- Conflicting trade signals by China and the United States confuse markets
- Loonie surges after BoC’s Poloz dampens rate cut expectations; retail sales eyed next
- Euro spikes higher, then falls on flash Eurozone PMIs
Major pairs set to end week little changed
Markets were overcome by trade news fatigue on Friday as days of conflicting messages on the state of the US-China talks left most investors none the wiser about whether a partial trade deal was still possible.
The dollar index, which measures the greenback against a basket of six of its rivals, is on track to end the week marginally lower. The yen is also on course to finish the week virtually flat, having been unable to break out of its tight ranges despite a few jitters during the week about the prospect of a US-China trade deal.
Investor fears on rumours that the White House is not happy about rolling back existing tariffs on Chinese imports and that a deal could be delayed until 2020 have been calmed by reassuring words out of China. A Chinese Commerce Ministry spokesman told reporters yesterday that the rumours “are not reliable” and that the two sides are working to resolve their differences. President Xi also waded into the discussion, reiterating that China wants to “work for a ‘phase one’ agreement on the basis of mutual respect and equality”.
There was further optimism that an agreement may yet be concluded by December 15 when the next wave of US tariffs will hit China after the Wall Street Journal reported that China’s top negotiator has invited his US counterparts to Beijing for face-to-face talks.
Poloz dashes rate cut expectation, loonie jumps
As most major pairs struggle for direction, the Canadian dollar got a shot in the arm on Thursday after Bank of Canada Governor Stephen Poloz played down the chances of a rate cut. Speaking in Toronto, Poloz struck a more neutral tone than at the last policy meeting, saying “we think we got monetary conditions about right given the situation”.
The loonie jumped from around 1.3320 to 1.3265 to the US dollar after his comments, with investors sharply paring back their expectations of a rate cut over the next few months.

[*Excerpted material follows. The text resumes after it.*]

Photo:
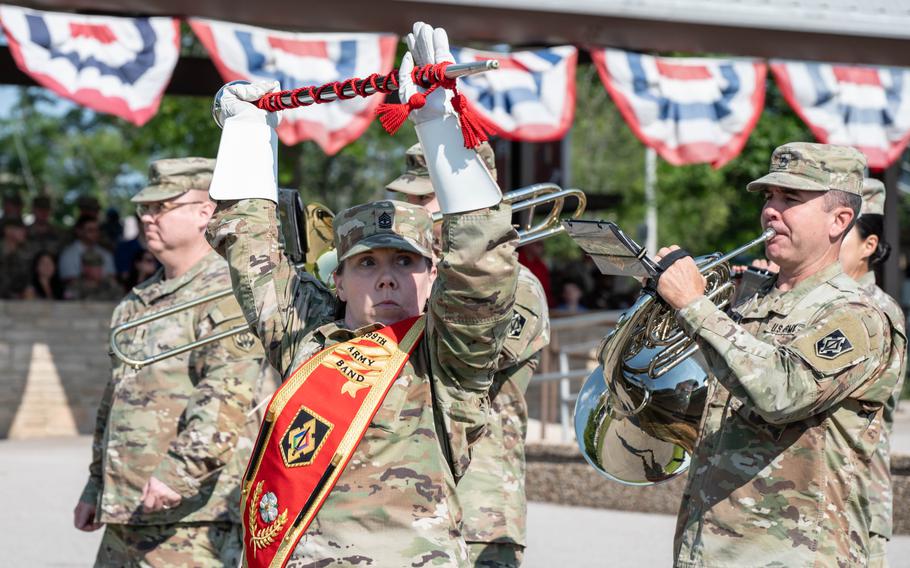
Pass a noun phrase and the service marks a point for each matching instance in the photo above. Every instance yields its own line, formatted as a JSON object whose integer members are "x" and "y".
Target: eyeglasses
{"x": 160, "y": 208}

Although Poloz’s comments don’t imply a rate cut has been taken off the table, the BoC may feel less of a need to act while the Federal Reserve is also on pause. For now, though, traders will have to take their cues from the latest retail sales numbers out of Canada due later today.
Euro see-saws on flash PMIs; UK PMIs up next
The euro spiked higher on better-than-expected flash manufacturing PMIs out of France and Germany this morning but fell back on disappointing services PMIs for the Eurozone. The manufacturing PMIs for France and Germany both beat expectations in November, suggesting that the downturn in the sector may finally be coming to an end. However, the services PMIs for the euro area fell short of expectations, indicating there’s still plenty of weakness in the bloc and that the road to recovery will likely be a long one.
The single currency briefly touched $1.1085 after the data before dipping to around $1.1050. There was little reaction to ECB President Christine Lagarde’s first key policy speech where she maintained much of the language of her predecessor, pledging to support the economy with monetary policy while calling for fiscal help from national governments.
Flash PMIs will follow out of the United Kingdom shortly – the first for the country. But with the election campaign heating up, traders are more focused on the polls as the opposition Labour party have been making some inroads lately, in a possible reminder of the 2017 election when Labour quickly wiped out the Conservatives’ lead in a matter of weeks.
The pound was steady however, as it continued to hover around the $1.29 level.